Malgré cette animosité, Olivier Dartigolles a terminé sa phrase pour revenir sur les "villages martyrs algériens" victimes des "enfumades" en étant confinés dans des grottes puis asphyxiés à mort par de la fumée. Alors qu’il souhaitait ajouter un dernier point, Pascal Praud a voulu "donner la parole" à quelqu’un d’autre. "C’est insupportable, en fait", a déploré l’animateur, ce qui a suscité l’incompréhension, et surtout, la grande colère de son intervenant. "Si c’est insupportable, je quitte ce plateau ! Je ne peux pas terminer une phrase ! J’allais simplement parler du 8 mai !", s’est-il exclamé, en haussant le ton. Pascal Praud a alors fortement haussé le ton à son tour : "Mais parlez d’abord d’Ouradour-sur-Glane ! Commencez par ça !". Après un échange aussi tendu que sonore, Olivier Dartigolles s’est exécuté et a raconté les horreurs nazies tout en appelant aux dons pour le village français.
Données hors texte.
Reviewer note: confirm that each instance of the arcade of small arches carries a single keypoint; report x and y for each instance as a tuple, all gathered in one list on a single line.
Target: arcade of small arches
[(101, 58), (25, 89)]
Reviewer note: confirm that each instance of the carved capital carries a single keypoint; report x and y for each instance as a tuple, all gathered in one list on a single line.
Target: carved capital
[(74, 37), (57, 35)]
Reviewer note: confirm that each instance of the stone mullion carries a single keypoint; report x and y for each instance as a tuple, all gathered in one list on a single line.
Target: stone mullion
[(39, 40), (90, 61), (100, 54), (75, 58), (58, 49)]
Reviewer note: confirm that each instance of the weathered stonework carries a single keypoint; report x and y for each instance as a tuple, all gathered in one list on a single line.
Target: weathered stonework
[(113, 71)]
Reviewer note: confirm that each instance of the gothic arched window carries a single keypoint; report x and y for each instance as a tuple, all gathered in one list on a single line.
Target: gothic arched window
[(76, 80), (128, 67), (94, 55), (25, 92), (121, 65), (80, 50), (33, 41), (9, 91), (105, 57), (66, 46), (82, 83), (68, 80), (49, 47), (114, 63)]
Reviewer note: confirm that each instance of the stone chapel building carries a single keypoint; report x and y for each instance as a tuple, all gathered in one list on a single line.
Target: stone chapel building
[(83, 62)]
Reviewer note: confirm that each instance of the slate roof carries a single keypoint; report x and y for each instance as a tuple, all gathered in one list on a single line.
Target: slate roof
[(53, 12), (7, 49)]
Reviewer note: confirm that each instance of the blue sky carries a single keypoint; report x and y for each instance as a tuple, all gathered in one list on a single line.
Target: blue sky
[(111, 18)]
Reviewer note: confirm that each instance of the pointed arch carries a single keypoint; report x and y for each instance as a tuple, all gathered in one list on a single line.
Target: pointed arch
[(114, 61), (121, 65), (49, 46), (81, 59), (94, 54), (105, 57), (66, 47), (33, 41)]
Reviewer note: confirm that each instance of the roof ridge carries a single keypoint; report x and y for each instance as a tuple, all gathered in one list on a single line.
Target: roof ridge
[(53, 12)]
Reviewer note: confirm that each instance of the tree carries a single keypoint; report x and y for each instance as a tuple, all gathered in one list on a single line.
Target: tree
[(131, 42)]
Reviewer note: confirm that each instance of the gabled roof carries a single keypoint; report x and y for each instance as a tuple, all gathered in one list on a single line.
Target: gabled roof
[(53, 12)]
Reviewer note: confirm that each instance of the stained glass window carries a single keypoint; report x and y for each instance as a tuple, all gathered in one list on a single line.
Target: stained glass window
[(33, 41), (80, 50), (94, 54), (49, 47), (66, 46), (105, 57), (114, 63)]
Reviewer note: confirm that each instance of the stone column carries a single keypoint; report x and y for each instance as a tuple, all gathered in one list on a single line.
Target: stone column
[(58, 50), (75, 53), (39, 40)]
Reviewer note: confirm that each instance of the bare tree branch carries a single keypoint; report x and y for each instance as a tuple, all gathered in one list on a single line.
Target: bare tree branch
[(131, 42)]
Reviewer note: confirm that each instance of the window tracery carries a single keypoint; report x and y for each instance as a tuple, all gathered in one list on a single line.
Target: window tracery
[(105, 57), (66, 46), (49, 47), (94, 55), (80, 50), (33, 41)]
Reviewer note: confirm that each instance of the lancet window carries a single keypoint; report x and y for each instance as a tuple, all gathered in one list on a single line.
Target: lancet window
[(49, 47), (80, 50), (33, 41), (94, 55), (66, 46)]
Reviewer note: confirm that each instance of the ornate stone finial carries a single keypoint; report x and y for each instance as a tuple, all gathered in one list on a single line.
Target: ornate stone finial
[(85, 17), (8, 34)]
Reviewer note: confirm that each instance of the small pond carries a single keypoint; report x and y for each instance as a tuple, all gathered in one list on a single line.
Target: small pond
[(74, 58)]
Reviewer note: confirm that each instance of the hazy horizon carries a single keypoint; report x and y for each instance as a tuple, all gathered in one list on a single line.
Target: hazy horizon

Puis, le chroniqueur a très brièvement terminé en mentionnant le massacre de Sétif. "Et j’ai terminé mon émission", a-t-il sèchement conclu, toujours contrarié d’avoir été interrompu, d’autant plus que Pascal Praud avait eu la même attitude envers lui lors d’un débat sur l’IVG en octobre 2023.

Grosses tensions sur le plateau de CNEWS

"Je ne peux pas terminer, Pascal ! Je ne peux jamais terminer ! Jamais ! Même sur des sujets aussi sensibles que celui-là !", s’est-il défendu alors que l’animateur tentait d’apaiser les tensions. "D’abord, vous allez vous calmer", a réagi Pascal Praud avant de dire à son chroniqueur qu’il n’aurait pas dû parler des crimes de guerre en Algérie. "Mais quel est le rapport ?! Ce n’est plus le sujet !! donc à partir du moment où vous parlez d’autre chose, c’est pour atténuer la parole de monsieur Aphatie !", s’est emporté Pascal Praud. Pourtant, Olivier Dartigolles évoquait précisément le sujet, à savoir la conquête de l’Algérie comparée aux crimes nazis par Jean-Michel Aphatie. "Si on s’arrête là, on ne traite qu’un aspect du sujet ! Ou alors vous ne voulez pas, vous voulez qu’on taise ce qu’il s’est passé à la colonisation française ?", s’est étonné l’intervenant, très agacé contre Pascal Praud. Ce dernier a alors, avec un ton méprisant, affirmé que les crimes en Algérie sont aujourd’hui racontés "de manière manichéenne avec les lunettes de 2025". Comment faut-il regarder l’exécution d’un dixième d’une population civile ? Pascal Praud n’a pas souhaité en dire davantage sur son raisonnement.